Syk inhibitors have had a rough ride, with both Rigel and Portola running into significant issues in clinical development.
Rigel and partner Astra Zeneca released data from a Phase 2 Rheumatoid Arthritis study, summarized here:
“In the study known as OSKIRA-1, two doses of fostamatinib significantly improved the signs and symptoms of rheumatoid arthritis compared to a placebo following 24 weeks of treatment. However, fostamatinib failed to show improvements over placebo in bone erosion and joint-space narrowing as measured by X-ray.” from http://www.thestreet.com/story/11888193/1/astra-rigel-arthritis-pill-posts-mixed-trial-results.html).

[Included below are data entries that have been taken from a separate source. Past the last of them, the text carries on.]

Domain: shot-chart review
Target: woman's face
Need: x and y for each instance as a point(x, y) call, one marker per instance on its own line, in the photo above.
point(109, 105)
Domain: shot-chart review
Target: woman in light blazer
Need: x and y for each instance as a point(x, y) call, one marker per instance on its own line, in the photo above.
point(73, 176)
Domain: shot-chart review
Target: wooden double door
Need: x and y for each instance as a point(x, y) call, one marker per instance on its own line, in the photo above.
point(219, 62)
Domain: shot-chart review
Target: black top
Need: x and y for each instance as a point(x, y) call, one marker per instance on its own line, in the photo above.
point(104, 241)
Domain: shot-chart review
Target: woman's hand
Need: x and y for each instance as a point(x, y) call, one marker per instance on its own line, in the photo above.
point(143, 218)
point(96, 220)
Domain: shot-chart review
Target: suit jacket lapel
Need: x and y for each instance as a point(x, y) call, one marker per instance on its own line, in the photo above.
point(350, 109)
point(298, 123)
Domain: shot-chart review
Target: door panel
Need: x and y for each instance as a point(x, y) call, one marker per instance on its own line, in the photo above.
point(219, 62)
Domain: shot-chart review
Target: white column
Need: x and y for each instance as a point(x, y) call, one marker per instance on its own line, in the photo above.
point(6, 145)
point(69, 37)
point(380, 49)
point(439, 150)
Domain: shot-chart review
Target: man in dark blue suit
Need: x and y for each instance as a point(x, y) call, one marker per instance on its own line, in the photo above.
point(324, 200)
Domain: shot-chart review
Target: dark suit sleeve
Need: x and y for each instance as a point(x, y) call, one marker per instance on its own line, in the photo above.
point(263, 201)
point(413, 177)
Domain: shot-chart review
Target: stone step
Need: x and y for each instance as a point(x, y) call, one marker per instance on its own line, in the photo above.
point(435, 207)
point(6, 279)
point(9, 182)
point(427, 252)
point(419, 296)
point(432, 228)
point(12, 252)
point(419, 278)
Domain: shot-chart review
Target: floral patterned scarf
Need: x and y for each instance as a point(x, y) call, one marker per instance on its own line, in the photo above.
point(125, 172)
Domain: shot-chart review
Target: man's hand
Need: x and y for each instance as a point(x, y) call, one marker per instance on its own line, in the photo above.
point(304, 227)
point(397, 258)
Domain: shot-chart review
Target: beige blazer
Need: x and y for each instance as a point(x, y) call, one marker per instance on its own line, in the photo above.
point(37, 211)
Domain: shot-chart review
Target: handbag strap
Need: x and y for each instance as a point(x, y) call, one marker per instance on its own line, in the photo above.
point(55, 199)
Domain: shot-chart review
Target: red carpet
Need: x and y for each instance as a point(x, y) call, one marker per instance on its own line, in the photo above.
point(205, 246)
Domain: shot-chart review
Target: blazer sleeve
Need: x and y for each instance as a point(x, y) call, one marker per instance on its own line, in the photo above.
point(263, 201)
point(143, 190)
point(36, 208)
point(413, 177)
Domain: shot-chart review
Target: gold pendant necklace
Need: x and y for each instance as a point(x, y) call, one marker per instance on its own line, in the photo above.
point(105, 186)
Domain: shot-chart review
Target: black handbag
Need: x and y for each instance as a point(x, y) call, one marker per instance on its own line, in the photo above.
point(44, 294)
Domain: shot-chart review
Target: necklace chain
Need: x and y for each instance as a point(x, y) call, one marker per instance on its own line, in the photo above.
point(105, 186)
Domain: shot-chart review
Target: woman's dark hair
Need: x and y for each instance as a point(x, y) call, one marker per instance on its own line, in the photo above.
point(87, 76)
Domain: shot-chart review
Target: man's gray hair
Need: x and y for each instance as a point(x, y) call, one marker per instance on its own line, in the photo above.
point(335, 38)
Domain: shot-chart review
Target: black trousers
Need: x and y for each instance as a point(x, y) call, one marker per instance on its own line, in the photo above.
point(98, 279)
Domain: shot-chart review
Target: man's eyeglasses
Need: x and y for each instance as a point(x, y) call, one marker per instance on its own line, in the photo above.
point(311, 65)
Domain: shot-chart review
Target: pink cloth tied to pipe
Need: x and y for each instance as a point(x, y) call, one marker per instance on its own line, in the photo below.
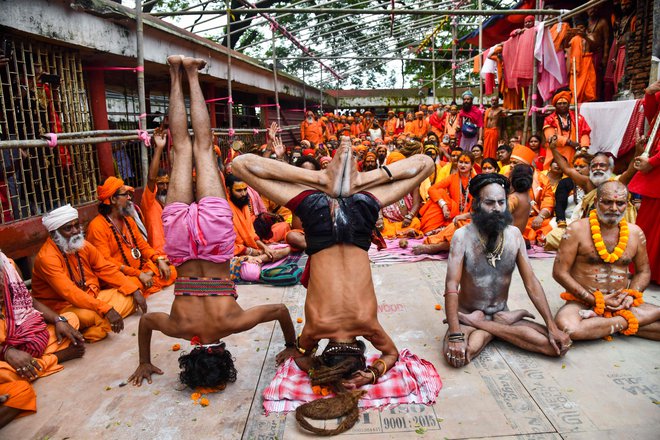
point(411, 380)
point(203, 230)
point(52, 139)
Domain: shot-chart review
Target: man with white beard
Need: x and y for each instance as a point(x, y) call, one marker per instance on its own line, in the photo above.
point(602, 297)
point(67, 277)
point(601, 169)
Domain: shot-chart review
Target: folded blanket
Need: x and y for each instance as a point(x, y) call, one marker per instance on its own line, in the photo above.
point(411, 380)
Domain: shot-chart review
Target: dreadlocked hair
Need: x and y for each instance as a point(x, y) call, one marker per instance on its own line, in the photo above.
point(339, 361)
point(207, 367)
point(481, 180)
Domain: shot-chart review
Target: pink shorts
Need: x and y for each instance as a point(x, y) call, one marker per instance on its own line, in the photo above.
point(203, 230)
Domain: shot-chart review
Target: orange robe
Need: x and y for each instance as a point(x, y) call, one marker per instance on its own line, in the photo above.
point(153, 212)
point(420, 129)
point(449, 190)
point(452, 125)
point(53, 286)
point(390, 127)
point(21, 394)
point(246, 237)
point(552, 127)
point(313, 132)
point(584, 71)
point(542, 197)
point(100, 234)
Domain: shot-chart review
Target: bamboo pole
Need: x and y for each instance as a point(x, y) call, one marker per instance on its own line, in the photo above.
point(481, 57)
point(142, 118)
point(454, 65)
point(433, 58)
point(354, 11)
point(577, 135)
point(41, 143)
point(230, 101)
point(277, 95)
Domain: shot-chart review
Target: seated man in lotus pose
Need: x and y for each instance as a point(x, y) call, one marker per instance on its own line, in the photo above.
point(34, 341)
point(592, 265)
point(338, 216)
point(481, 262)
point(200, 242)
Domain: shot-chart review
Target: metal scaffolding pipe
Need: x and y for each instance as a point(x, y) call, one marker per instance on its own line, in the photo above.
point(230, 101)
point(321, 24)
point(353, 11)
point(339, 57)
point(277, 95)
point(142, 118)
point(481, 48)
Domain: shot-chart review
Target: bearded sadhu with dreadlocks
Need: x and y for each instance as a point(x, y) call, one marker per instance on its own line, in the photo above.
point(338, 208)
point(481, 261)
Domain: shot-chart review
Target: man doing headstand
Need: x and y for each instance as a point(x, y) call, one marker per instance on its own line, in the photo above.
point(199, 240)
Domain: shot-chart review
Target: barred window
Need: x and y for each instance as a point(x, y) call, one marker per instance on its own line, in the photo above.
point(42, 90)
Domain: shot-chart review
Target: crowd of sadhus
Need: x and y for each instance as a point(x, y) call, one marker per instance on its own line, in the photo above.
point(84, 285)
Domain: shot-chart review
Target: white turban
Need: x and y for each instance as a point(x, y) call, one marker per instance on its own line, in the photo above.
point(59, 217)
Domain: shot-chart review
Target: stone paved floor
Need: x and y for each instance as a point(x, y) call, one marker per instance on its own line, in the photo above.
point(600, 390)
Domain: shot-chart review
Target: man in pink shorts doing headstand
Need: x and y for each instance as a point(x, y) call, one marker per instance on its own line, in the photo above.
point(199, 240)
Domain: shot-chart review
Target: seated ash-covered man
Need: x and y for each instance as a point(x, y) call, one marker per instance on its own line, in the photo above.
point(114, 233)
point(482, 258)
point(69, 274)
point(204, 309)
point(34, 341)
point(593, 264)
point(247, 241)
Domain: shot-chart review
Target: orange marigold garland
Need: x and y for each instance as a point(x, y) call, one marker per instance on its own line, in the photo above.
point(599, 308)
point(597, 238)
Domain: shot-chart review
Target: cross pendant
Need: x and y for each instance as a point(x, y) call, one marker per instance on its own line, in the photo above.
point(492, 259)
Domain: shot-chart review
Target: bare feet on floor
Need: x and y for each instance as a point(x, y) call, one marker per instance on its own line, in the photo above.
point(421, 249)
point(471, 318)
point(587, 313)
point(71, 352)
point(511, 316)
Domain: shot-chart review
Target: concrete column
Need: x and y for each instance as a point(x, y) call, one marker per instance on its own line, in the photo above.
point(100, 122)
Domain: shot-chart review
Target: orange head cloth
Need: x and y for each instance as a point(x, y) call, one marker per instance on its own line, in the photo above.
point(564, 94)
point(108, 189)
point(394, 156)
point(523, 154)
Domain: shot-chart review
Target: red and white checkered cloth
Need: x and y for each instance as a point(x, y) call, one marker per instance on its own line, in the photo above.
point(411, 380)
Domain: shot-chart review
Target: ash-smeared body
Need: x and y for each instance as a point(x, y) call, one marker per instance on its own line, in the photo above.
point(581, 272)
point(482, 258)
point(484, 287)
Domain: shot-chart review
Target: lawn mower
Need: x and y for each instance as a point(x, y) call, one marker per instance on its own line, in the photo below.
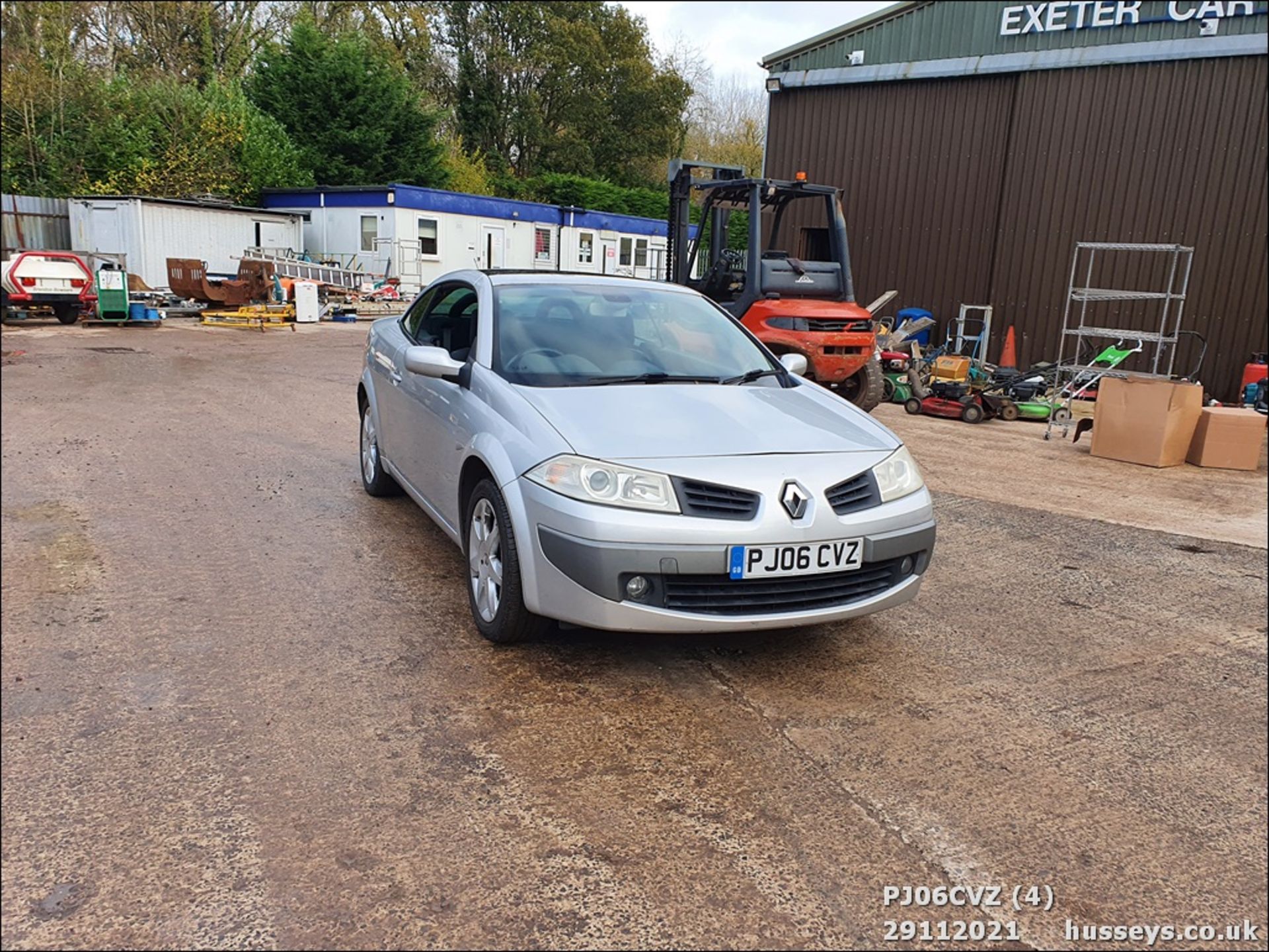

Sadly thats about all you need to know about fostamatinib, especially given that earlier data have been unimpressive as we discussed in December. There is no clear role for this drug in RA given the label granted to Pfizer for their JAK inhibitor tofacitinib, approved for use as second line therapy for RA. Tofacitinib also has shown clear evidence of protection from joint damage, something fostamatinib has failed to do.
Fostamatinib is apparently moving forward in multiple oncology indications, and therein may lie its future, if it has one.
Portola’s Syk inhibitor, licensed by Biogen Idec, is in development limbo, and the clinical trial in RA was withdrawn. Whether this is due to toxicity issues, efficacy concerns, or commercial strategy is not known, as Biogen has not provided an update on this drug.
In the meantime companies continue to focus on kinases that signal downstream of Syk, notably Btk and PI3K. While PI3K inhibition may carry too much toxicity for use outside of oncology, Btk inhibitors appear to be safe enough to develop in autoimmunity and inflammation. We will continue to watch the development of small molecule inhibitors in this space, and anticipate success for novel Btk inhibitors.